Chapter 12: Let It Crash: The Philosophy
This is the chapter. The one that gives the book its name. “Let it crash” is the most famous idea in Erlang, and also the most misunderstood. People hear it and think it means “don’t handle errors” or “write sloppy code.” It means the exact opposite. It means building systems so well-designed that individual failures don’t matter.
The Conventional Wisdom Is Wrong
In most programming traditions, you’re taught:
- Anticipate everything that could go wrong
- Write defensive code for every possible failure
- Catch every exception
- Never let anything crash
This sounds reasonable. It’s also impossible.
You can’t anticipate every failure. Hardware fails in ways you’ve never seen. Networks do things that violate the spec. Users input data you couldn’t imagine. Race conditions manifest once in a billion runs. Your dependencies have bugs.
Defensive programming says “prevent all crashes.” Erlang says “crashes are inevitable, so build systems that handle them gracefully.”
What “Let It Crash” Actually Means
It does NOT mean:
- Write careless code
- Ignore errors
- Don’t validate inputs
- Skip testing
- YOLO
It DOES mean:
- Don’t try to handle errors you can’t meaningfully recover from. If a process encounters an unexpected state, let it crash. A fresh restart is better than limping along with corrupted data.
- Separate error handling from business logic. The process doing the work shouldn’t also be responsible for recovering from its own failure. That’s someone else’s job (a supervisor).
- Processes are cheap and disposable. Unlike threads or OS processes, Erlang processes are meant to be created and destroyed constantly.
- Start clean. When something goes wrong, the best recovery is often to restart from a known good state. A fresh process has no corrupted state by definition.
The Coffee Machine Analogy
Imagine you’re running a coffee shop with a fancy espresso machine.
The defensive programming approach: You put sensors on everything. Temperature sensor, pressure sensor, water level sensor, grind quality sensor. When something’s wrong, the machine tries to compensate — adjusting temperature, changing pressure, switching water sources. The machine has 10,000 lines of error-handling code. It almost never crashes. But when it does, it’s spectacular, and nobody knows how to fix it because the error-handling code has error-handling code.

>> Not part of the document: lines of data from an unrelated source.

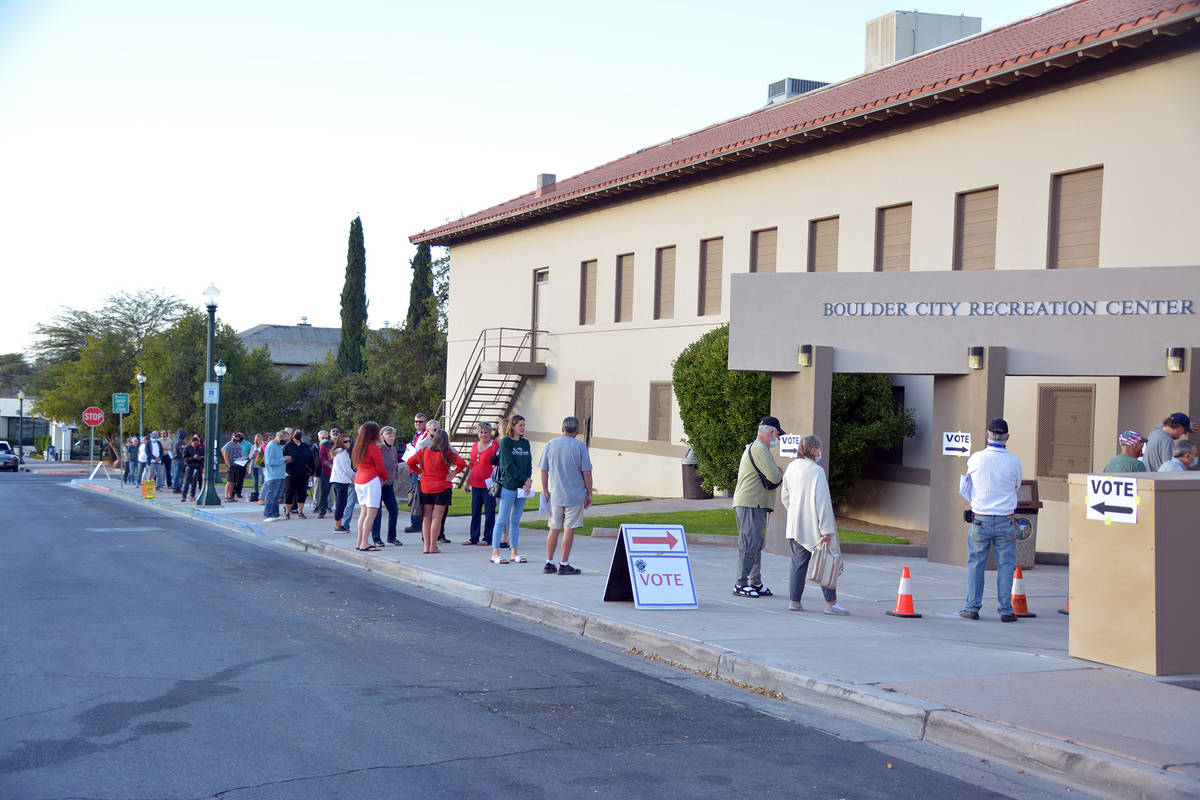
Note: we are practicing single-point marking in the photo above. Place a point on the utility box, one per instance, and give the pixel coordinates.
(1134, 545)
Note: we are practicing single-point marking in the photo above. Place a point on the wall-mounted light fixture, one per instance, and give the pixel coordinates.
(1175, 359)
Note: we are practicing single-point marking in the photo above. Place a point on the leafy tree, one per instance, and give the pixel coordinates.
(721, 409)
(15, 373)
(354, 304)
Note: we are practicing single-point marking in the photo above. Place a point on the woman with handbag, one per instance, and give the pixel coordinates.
(811, 527)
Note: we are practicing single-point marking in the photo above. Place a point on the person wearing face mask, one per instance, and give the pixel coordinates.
(754, 498)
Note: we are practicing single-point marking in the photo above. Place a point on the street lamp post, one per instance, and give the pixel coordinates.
(209, 495)
(21, 434)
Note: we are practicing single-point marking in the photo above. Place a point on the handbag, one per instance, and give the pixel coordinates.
(825, 567)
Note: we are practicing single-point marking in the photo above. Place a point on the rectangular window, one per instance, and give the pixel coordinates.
(712, 252)
(588, 293)
(664, 283)
(1075, 220)
(823, 245)
(762, 250)
(1065, 429)
(660, 411)
(975, 229)
(893, 238)
(583, 392)
(624, 306)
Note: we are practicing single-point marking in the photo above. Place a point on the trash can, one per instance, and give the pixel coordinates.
(693, 489)
(1026, 518)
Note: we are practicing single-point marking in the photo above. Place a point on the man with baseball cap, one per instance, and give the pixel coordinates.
(1161, 443)
(754, 498)
(1131, 450)
(994, 475)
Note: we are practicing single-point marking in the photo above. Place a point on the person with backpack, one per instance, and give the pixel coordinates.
(754, 498)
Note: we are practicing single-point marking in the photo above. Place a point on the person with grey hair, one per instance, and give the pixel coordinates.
(810, 521)
(754, 498)
(994, 475)
(479, 475)
(567, 487)
(1185, 456)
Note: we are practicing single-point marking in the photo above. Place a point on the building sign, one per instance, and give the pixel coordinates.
(1014, 308)
(651, 566)
(955, 443)
(1111, 499)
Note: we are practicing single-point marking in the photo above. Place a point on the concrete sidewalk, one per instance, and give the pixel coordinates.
(1007, 693)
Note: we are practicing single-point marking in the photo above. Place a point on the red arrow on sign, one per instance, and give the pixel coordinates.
(669, 540)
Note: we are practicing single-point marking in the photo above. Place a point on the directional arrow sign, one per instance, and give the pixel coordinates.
(955, 443)
(666, 539)
(1113, 499)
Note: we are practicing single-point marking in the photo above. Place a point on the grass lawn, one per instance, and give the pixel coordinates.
(460, 501)
(713, 521)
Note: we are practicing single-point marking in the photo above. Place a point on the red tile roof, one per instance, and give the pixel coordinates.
(1057, 37)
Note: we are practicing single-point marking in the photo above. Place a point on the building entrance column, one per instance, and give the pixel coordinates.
(963, 403)
(802, 402)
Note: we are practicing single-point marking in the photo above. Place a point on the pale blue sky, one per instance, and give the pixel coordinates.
(166, 144)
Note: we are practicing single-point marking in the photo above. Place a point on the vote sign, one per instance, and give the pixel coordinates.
(955, 443)
(1113, 499)
(651, 566)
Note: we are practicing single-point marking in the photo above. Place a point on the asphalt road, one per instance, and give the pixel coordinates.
(145, 656)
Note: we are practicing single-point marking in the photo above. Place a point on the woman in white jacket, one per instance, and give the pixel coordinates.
(810, 521)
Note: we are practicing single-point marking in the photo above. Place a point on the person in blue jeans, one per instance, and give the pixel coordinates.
(994, 475)
(275, 471)
(516, 474)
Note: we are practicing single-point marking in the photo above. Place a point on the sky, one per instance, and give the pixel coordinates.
(169, 144)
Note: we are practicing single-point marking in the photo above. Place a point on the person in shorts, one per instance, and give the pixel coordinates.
(567, 488)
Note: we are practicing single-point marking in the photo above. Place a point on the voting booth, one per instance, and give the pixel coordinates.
(1134, 565)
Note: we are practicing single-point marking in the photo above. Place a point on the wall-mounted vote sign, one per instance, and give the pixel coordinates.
(651, 566)
(1111, 499)
(955, 443)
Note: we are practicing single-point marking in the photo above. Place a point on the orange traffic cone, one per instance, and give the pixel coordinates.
(1020, 607)
(904, 597)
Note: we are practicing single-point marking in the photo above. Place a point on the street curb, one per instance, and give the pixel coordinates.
(207, 517)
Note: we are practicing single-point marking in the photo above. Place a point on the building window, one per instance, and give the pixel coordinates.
(624, 306)
(711, 265)
(588, 293)
(583, 396)
(823, 245)
(762, 250)
(1065, 429)
(664, 283)
(1075, 220)
(975, 229)
(660, 411)
(893, 238)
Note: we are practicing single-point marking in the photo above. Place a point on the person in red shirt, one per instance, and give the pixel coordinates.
(369, 477)
(477, 485)
(435, 464)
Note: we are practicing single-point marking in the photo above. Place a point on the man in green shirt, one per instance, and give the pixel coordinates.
(1128, 461)
(754, 498)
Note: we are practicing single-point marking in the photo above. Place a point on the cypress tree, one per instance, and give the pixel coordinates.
(420, 292)
(354, 304)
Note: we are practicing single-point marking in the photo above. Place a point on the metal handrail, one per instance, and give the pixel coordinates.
(498, 341)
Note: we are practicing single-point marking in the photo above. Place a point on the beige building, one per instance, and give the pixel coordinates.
(1031, 167)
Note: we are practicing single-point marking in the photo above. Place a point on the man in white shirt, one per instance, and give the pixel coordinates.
(994, 475)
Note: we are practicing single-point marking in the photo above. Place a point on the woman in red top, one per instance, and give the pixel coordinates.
(369, 479)
(433, 464)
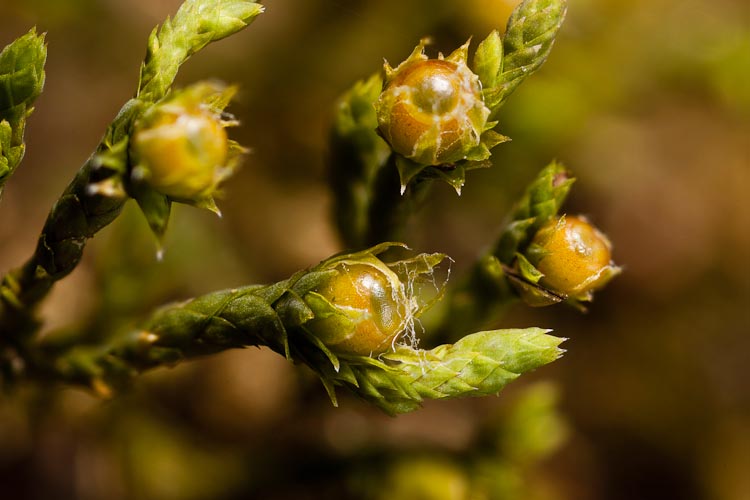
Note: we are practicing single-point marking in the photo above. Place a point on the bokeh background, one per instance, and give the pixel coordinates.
(647, 101)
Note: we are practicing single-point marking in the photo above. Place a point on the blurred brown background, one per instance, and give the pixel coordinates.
(648, 102)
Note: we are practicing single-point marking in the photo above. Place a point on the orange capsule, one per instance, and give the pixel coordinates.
(431, 110)
(371, 306)
(182, 149)
(576, 257)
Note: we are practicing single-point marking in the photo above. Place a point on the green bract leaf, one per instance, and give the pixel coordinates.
(527, 42)
(358, 156)
(277, 316)
(196, 24)
(488, 59)
(540, 202)
(21, 81)
(22, 71)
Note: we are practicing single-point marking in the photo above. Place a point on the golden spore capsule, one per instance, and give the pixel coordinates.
(576, 257)
(431, 110)
(182, 148)
(369, 309)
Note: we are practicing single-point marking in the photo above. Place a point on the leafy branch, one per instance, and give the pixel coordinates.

The Erlang approach: The espresso machine makes coffee. If anything goes wrong — bad temperature, low pressure, whatever — the machine stops, dumps the bad shot, and starts over with a fresh attempt. A supervisor (the barista) watches the machine. If it fails three times in a row, the barista calls the repair service. The machine’s code is simple. The failure handling is separate. And the customer still gets their coffee.
Defensive vs. Offensive Programming
Consider reading a configuration file:
The Defensive Way (Other Languages)
def read_config(path):
try:
with open(path, 'r') as f:
data = f.read()
except FileNotFoundError:
logger.warning(f"Config not found: {path}")
return default_config()
except PermissionError:
logger.error(f"Permission denied: {path}")
return default_config()
except IOError as e:
logger.error(f"IO error: {e}")
return default_config()
try:
config = parse_json(data)
except JSONDecodeError as e:
logger.error(f"Invalid JSON: {e}")
return default_config()
if 'database' not in config:
logger.warning("Missing database config")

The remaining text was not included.